I am a very vocal person. If something doesn’t feel right to me, I say it right away because I don’t want to keep those feelings or thoughts bottled up inside me.
My partner, whom I’ve been with for 9 years—my first love, my greatest love... our relationship is far from perfect. We’re always fighting, and I decided to live with him just to test if we could really work things out. I’ve been living with him for a month now, and I can say there’s no difference from when we were long-distance. The days still aren’t good, and I have to make sure I’m not the only one trying to fix us. I told him everything, reminded him of my dislikes again and again. Him? No answer. No commitment. No action.

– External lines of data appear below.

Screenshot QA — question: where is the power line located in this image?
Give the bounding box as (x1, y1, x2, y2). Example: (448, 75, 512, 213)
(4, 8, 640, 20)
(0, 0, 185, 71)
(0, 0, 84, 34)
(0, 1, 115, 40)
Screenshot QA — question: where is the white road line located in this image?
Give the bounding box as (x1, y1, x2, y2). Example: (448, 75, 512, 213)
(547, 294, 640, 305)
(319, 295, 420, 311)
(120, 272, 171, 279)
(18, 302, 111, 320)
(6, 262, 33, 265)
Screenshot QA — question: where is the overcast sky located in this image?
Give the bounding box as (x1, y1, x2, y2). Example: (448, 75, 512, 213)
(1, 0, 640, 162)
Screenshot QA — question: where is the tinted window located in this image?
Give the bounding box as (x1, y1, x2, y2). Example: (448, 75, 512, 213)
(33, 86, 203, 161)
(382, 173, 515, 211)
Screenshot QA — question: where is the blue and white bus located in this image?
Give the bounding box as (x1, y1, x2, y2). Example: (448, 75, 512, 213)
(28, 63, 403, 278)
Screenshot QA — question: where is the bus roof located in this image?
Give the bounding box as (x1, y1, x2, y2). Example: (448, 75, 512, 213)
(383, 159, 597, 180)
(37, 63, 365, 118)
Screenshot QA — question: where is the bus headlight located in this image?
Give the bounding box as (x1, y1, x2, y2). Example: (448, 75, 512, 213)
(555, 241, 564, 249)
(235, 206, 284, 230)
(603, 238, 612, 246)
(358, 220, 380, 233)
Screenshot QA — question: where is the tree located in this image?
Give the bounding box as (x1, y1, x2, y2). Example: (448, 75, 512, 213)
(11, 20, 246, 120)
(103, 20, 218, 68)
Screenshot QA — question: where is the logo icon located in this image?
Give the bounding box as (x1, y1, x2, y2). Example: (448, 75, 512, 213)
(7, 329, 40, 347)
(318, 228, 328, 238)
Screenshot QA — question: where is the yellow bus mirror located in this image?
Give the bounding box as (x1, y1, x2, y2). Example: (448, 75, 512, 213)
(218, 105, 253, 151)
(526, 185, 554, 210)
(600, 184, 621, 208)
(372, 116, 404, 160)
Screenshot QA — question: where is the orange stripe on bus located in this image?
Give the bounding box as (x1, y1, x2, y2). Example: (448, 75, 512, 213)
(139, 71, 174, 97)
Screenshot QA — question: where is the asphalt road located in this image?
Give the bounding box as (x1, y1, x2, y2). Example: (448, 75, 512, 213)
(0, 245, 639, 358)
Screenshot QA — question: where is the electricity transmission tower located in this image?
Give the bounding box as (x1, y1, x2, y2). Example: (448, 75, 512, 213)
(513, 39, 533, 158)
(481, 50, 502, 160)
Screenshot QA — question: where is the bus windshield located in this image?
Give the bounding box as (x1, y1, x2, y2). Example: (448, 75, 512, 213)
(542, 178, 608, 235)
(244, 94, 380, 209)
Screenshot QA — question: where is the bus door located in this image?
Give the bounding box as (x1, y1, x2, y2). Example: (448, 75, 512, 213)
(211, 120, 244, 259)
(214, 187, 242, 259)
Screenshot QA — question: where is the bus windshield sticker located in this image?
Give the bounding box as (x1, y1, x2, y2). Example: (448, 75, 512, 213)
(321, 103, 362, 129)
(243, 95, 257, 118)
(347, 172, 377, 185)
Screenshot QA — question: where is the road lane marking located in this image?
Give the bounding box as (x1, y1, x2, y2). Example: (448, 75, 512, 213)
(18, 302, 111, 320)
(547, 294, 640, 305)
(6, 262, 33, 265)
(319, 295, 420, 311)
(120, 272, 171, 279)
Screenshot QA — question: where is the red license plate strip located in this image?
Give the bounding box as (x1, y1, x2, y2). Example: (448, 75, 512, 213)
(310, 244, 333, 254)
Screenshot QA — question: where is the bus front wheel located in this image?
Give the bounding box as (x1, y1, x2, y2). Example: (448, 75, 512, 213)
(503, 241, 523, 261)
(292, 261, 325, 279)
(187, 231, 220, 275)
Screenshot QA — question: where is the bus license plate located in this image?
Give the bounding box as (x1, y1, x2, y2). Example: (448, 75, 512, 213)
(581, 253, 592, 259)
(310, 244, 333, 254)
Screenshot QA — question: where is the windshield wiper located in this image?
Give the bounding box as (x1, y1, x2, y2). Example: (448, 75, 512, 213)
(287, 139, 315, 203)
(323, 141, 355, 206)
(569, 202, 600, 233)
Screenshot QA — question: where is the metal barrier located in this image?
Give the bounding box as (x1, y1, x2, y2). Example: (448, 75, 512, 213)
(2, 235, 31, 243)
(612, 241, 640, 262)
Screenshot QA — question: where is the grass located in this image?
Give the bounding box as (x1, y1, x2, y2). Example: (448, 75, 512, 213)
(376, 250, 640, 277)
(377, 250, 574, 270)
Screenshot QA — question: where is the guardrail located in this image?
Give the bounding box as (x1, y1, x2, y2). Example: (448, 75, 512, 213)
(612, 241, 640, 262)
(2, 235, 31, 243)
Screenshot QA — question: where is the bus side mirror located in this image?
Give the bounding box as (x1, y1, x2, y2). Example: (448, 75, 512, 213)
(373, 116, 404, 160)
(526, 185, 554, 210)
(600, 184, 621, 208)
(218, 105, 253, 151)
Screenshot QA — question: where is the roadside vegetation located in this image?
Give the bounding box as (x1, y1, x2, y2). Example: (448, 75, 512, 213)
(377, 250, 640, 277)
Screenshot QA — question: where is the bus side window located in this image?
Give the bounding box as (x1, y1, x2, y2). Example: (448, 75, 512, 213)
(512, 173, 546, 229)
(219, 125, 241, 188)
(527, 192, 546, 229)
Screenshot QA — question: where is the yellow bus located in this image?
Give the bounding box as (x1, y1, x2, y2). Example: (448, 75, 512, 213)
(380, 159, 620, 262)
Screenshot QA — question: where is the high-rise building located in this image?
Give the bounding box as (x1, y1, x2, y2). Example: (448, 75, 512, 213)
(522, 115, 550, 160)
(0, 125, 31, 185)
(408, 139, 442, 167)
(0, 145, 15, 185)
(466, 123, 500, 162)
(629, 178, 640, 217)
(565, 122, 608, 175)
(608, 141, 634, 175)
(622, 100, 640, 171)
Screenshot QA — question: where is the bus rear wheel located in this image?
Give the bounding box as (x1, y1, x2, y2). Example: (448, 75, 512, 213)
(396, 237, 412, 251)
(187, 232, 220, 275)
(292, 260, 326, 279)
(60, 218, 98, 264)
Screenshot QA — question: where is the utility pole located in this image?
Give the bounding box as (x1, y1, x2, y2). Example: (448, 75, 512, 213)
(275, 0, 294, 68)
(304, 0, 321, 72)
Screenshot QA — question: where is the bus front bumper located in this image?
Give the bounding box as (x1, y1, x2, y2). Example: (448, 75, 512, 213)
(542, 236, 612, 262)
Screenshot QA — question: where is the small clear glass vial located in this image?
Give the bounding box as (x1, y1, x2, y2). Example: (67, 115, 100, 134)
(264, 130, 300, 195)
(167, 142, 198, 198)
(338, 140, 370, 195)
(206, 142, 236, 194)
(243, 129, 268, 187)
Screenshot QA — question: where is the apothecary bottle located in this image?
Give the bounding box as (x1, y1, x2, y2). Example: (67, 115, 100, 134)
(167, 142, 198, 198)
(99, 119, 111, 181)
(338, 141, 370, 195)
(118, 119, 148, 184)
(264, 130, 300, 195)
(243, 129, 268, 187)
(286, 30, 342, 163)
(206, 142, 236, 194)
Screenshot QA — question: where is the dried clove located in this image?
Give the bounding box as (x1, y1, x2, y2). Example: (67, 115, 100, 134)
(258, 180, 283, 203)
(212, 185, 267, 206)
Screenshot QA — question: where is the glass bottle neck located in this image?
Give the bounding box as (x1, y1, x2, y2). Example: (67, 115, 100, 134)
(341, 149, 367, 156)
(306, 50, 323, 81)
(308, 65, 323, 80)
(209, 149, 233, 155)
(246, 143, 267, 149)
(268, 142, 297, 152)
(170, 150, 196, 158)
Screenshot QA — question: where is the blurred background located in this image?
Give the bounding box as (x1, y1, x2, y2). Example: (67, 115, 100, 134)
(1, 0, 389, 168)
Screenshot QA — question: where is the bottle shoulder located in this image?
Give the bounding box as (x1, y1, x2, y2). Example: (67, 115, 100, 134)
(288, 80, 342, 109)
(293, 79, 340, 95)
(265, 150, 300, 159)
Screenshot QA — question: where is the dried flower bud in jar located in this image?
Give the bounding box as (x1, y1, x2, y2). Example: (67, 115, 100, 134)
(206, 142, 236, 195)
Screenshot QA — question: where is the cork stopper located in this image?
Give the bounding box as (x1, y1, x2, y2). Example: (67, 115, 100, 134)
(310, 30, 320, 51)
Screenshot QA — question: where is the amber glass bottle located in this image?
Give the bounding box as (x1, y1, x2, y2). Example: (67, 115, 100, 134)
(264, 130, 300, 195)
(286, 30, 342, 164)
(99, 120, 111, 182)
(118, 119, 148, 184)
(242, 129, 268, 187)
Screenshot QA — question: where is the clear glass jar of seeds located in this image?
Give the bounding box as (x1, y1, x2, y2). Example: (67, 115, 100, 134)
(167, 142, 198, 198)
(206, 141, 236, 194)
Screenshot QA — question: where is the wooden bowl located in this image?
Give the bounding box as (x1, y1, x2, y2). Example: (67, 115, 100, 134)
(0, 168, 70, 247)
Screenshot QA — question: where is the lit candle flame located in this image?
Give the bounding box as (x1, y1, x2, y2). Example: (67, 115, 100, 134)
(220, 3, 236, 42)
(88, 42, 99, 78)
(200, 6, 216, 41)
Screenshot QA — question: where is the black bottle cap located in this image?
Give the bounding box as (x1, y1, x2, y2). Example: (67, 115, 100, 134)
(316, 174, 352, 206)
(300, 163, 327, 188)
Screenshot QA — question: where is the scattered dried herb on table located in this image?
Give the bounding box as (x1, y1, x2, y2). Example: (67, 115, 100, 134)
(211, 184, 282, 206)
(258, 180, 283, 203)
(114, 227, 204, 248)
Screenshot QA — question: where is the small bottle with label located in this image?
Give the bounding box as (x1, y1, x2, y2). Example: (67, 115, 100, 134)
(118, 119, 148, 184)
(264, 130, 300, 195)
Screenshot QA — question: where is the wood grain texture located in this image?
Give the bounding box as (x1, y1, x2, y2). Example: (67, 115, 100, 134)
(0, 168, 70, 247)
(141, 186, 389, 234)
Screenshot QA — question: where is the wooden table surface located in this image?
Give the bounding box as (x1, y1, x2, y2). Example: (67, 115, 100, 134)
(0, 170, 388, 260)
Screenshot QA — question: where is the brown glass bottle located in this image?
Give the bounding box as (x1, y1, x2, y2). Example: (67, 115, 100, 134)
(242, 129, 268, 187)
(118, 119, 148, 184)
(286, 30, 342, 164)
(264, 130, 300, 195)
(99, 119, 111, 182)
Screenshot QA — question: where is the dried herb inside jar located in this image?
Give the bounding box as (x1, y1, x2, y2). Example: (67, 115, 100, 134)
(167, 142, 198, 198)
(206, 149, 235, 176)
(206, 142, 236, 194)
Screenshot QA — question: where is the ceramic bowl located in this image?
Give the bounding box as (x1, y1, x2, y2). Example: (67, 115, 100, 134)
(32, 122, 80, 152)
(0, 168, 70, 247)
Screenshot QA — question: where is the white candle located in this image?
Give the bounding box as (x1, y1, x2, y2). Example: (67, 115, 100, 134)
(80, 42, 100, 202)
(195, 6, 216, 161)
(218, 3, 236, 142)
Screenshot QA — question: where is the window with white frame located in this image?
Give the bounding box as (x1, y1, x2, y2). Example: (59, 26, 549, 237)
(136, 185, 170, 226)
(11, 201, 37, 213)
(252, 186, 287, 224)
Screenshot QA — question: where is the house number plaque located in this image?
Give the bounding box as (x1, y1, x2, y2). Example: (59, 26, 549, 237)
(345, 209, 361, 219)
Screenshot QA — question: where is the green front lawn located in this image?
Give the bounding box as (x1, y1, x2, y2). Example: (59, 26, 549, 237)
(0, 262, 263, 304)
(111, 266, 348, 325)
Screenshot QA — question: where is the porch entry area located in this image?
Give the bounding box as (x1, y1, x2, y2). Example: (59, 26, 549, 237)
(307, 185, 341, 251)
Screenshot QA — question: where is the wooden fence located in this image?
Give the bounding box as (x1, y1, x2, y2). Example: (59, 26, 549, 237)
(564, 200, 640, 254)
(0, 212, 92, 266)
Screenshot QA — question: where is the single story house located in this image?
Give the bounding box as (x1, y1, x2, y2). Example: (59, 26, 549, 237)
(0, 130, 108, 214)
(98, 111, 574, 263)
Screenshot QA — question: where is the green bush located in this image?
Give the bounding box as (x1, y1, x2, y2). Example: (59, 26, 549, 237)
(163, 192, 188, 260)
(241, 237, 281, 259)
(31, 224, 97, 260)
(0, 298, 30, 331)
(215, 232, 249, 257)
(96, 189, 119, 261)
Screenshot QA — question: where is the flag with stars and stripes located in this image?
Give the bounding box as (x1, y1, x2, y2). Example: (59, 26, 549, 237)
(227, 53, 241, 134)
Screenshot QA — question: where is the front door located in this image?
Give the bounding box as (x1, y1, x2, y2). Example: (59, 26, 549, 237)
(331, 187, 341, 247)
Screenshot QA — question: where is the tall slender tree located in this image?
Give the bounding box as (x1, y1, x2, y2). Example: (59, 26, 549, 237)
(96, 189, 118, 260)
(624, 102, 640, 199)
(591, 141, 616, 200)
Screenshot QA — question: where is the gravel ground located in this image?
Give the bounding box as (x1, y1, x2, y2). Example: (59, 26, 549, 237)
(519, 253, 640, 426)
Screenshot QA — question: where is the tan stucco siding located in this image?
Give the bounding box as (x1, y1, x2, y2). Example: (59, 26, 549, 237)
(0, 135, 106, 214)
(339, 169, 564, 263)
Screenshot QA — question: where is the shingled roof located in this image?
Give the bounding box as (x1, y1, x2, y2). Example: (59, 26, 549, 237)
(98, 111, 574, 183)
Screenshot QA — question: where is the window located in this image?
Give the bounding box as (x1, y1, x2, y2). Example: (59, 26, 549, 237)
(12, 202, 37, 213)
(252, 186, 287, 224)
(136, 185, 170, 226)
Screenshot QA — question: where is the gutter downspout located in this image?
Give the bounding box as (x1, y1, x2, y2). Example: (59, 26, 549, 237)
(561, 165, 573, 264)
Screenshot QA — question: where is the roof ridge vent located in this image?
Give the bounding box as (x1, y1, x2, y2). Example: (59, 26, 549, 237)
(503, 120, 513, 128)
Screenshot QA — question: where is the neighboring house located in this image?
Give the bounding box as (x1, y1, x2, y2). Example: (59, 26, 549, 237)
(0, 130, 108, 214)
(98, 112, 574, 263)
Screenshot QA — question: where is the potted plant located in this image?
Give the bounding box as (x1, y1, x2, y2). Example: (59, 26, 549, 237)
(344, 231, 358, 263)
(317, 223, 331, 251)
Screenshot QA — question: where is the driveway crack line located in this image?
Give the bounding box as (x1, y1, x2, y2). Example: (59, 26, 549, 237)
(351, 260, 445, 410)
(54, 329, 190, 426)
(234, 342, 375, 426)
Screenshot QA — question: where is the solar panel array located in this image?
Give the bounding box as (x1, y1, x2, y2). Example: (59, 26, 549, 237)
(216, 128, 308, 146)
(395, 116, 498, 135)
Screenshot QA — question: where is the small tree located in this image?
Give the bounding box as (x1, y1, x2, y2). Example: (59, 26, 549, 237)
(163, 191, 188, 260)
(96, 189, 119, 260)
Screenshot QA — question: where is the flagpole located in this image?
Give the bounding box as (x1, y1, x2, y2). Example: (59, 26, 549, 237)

Then, when it comes to sex...
I know some women can relate—they’re not fully satisfied with their partner. I told him he doesn’t please me. There’s no foreplay. He always just puts himself inside me even though I’m dry as hell. No kisses. No cuddles after.
It frustrates me.
When I wanted to please myself, even with him lying right beside me, I tried to fantasize about another man. I even tried to push myself to look for someone else. I almost wanted to cheat.
Right now, I just got off with my own fingers, gasping and sweating—because who the hell masturbates at 1 p.m. in the middle of a hot afternoon?
But when I tried to fantasize, and I was already at my climax, I still whispered his name. His presence.
Maybe this love will never die. And maybe I just need to accept the fact that some men can’t please their women.